Si pengemis muda mendadak gusar, ia mencengkeram leher baju A-siong sambil berkata berapi-api, "Upah? sedikit-sedikit minta upah, untuk kerja begitu ringan pun minta upah. Tidakkah kau merasa malu terhadap orang-orang yang mempertaruhkan nyawa demi memperjuangkan nasib kita? Sedang kau untuk kerja seremeh inipun menanyakan upah?"

Semua gelandangan di situ kaget akan kegusaran pengemis muda itu. Sedang A-siong dengan ketakutan berkata tergagap-gagap, "Baik, baik, aku akan ke tangsi untuk mencari berita. Aku sebenarnya agak takut ditendang oleh prajurit-prajurit baru yang masih galak-galaknya itu."
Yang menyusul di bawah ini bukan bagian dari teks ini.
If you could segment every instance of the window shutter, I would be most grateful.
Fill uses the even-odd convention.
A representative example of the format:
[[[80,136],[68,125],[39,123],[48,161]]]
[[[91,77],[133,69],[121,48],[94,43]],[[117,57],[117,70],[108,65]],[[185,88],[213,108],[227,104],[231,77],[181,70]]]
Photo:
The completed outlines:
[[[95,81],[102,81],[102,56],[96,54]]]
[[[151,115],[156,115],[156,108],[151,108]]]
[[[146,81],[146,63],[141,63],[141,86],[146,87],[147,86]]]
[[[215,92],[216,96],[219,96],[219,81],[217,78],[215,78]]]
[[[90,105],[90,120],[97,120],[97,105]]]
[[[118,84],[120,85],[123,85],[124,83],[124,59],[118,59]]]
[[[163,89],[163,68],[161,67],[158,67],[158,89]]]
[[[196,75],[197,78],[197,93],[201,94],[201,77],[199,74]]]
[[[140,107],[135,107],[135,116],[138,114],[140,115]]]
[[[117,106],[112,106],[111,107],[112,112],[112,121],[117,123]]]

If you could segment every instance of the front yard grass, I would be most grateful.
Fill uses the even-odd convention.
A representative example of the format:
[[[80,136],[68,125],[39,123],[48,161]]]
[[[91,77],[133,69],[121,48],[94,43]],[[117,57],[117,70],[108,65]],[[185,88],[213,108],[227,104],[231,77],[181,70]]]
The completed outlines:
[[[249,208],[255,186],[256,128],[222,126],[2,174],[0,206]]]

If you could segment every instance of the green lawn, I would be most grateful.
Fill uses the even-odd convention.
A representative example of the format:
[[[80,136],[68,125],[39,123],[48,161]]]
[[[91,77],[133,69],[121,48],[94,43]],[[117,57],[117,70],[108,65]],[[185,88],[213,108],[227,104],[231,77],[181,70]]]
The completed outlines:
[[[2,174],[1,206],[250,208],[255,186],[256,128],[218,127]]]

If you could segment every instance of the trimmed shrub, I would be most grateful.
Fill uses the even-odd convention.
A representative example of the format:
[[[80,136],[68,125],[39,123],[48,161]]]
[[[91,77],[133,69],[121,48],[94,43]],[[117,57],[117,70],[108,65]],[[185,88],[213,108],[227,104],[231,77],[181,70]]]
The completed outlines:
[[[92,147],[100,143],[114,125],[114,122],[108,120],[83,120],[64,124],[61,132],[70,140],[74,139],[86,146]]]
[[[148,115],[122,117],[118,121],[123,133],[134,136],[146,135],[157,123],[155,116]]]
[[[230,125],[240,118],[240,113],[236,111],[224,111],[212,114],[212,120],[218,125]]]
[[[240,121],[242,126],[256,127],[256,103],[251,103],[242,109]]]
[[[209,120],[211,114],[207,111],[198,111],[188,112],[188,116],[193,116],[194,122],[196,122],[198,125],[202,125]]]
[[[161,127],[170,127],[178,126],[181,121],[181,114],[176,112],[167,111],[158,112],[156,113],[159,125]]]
"Kalau kau tidak mau ya tidak apa-apa, tapi... hem," dengan gerak seolah tak sengaja, pengemis muda itu menyingkapkan bajunya untuk memperlihatkan sebilah pisau yang diselipkan di perutnya.

"Baik, aku pergi...." Kata A-siong akhirnya.

"Dan jangan coba-coba kabur, balik kemari dengan beritamu."

"Ya.... ya....."

A-siong beranjak pergi. Tak lama kemudian ia sudah balik ke kerumunan itu dan berkata, "Ternyata memang sudah terjadi bentrokan senjata di luar kota sebelah barat. Sebuah desa telah diserang kaum pemberon..."

"Pejuang!" dengan garang si pengemis muda meralat kata-kata A-siong.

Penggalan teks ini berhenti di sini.